Condoms and computers
Condom maker Durex is a master at this. The company regularly surveys their customers about attitudes to sex and then publishes the findings, and the media can’t get enough of it.
Likewise, a recent search for New Zealand’s oldest TV set was a thinly disguised promotion for the rollout of digital television.
Last week the New Zealand Herald ran a piece about a search to find Auckland’s worst office. Read a few lines in and you see it’s a Dell-sponsored competition.
It’s a puff piece that shouldn’t have gotten past the front door of the newspaper except for its prospect of a juicy follow-up exposing the best of the worst offices and its more subtly played focus on improving the economy in difficult times. It aims to showcase how “a second-rate information technology set-up can cause big delays for businesses and can harm productivity”.
This week they’ve also secured the promotion’s success by partnering with the newspaper to run the competition, and the Herald has an online promotion for the Dell promotion under the top-of-page banner ‘Business Editor’s Picks’.
One could argue with the ethics of an editor’s news banner highlighting an advertising feature but from Dell’s point-of-view the transformation from advertising fluff to real news story is now complete!
Stories on a plate
One reason perhaps this manufactured news works is that it hands media the story on a plate.
Newsrooms have become so streamlined that resources can be thin on the ground, and these surveys and competitions provide everything pre-packaged — well-written, clearly communicated and ready to be broadcast or published.
Dell is playing the game cleverly.
They have got the announcement of their competition in to the newspaper, based around a news issue that concerns many people these days — a business activity that can harm the economy (with the added titillation of seeing people failing badly and being prepared to stand up and admit it!).
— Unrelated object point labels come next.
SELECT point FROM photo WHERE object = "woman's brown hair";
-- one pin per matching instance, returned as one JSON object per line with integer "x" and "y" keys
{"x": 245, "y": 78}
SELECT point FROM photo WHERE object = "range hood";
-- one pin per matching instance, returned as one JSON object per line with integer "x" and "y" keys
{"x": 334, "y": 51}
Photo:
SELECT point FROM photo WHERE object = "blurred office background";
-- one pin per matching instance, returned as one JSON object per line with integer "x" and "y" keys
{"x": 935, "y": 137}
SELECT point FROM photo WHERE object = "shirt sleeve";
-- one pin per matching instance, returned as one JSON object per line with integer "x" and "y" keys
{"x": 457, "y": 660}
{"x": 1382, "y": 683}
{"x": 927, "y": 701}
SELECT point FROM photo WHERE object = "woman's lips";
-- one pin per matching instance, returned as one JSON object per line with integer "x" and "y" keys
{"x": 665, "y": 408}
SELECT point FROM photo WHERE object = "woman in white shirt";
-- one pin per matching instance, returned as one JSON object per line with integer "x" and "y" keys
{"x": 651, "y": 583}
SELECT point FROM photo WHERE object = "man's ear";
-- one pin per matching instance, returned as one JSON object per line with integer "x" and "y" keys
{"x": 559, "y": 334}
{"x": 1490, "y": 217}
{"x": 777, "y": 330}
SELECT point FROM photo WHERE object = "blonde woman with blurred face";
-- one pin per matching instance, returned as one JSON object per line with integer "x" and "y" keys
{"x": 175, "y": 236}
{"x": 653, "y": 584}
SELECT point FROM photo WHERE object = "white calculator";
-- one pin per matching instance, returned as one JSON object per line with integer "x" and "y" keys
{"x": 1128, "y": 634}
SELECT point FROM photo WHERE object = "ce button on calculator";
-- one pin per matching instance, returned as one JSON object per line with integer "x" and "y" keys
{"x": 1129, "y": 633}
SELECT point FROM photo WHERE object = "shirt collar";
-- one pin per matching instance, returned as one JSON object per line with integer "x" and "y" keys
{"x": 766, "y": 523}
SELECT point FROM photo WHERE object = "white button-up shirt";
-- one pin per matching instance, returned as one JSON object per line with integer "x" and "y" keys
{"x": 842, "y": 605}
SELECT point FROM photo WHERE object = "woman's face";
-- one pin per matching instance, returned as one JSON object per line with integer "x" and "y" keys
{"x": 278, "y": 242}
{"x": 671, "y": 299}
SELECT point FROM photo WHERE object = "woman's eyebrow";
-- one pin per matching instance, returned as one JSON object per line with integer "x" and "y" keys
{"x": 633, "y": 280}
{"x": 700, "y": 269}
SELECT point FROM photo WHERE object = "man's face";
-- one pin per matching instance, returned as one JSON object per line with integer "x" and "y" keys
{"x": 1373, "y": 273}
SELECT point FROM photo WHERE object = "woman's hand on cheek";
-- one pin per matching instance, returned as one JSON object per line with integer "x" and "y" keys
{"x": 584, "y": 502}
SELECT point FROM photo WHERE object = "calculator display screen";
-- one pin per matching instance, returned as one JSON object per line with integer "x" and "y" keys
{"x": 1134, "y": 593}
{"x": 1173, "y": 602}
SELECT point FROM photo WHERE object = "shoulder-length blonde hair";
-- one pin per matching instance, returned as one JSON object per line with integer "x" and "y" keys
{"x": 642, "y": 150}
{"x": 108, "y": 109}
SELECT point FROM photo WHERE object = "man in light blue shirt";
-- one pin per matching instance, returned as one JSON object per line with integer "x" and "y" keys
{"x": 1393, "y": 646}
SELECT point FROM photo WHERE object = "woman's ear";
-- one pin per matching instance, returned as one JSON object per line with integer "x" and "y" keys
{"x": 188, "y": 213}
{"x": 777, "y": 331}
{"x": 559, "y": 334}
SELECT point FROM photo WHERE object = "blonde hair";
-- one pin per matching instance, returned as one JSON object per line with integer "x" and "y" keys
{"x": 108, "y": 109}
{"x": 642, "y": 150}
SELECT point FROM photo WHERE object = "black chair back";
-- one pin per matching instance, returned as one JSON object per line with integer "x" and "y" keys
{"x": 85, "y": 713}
They’ll be able to highlight a few funny examples during the competition and then the grand winner will be announced in a fanfare as Dell products are handed over to that backward office — and as Dell positions itself as helping business and so wanting to help the national economy. And that’s not a bad aim at all.
How publicity becomes news
So clever publicity to sell product is aligned with the national interest … and this becomes news. Or in the case of Durex, it’s a bit more simple. Sex sells, for sure, but dress people’s bedroom habits up in the guise of research … and it becomes news.
Every organisation has stories that can be similarly packaged and marketed. It just takes some imagination, sound planning, integration with the overall aims of your organisation and people who understand how the media works.
If you’ve ever wondered what PR people do to earn their money, the Dell and Durex stories above are good examples of this type of PR activity.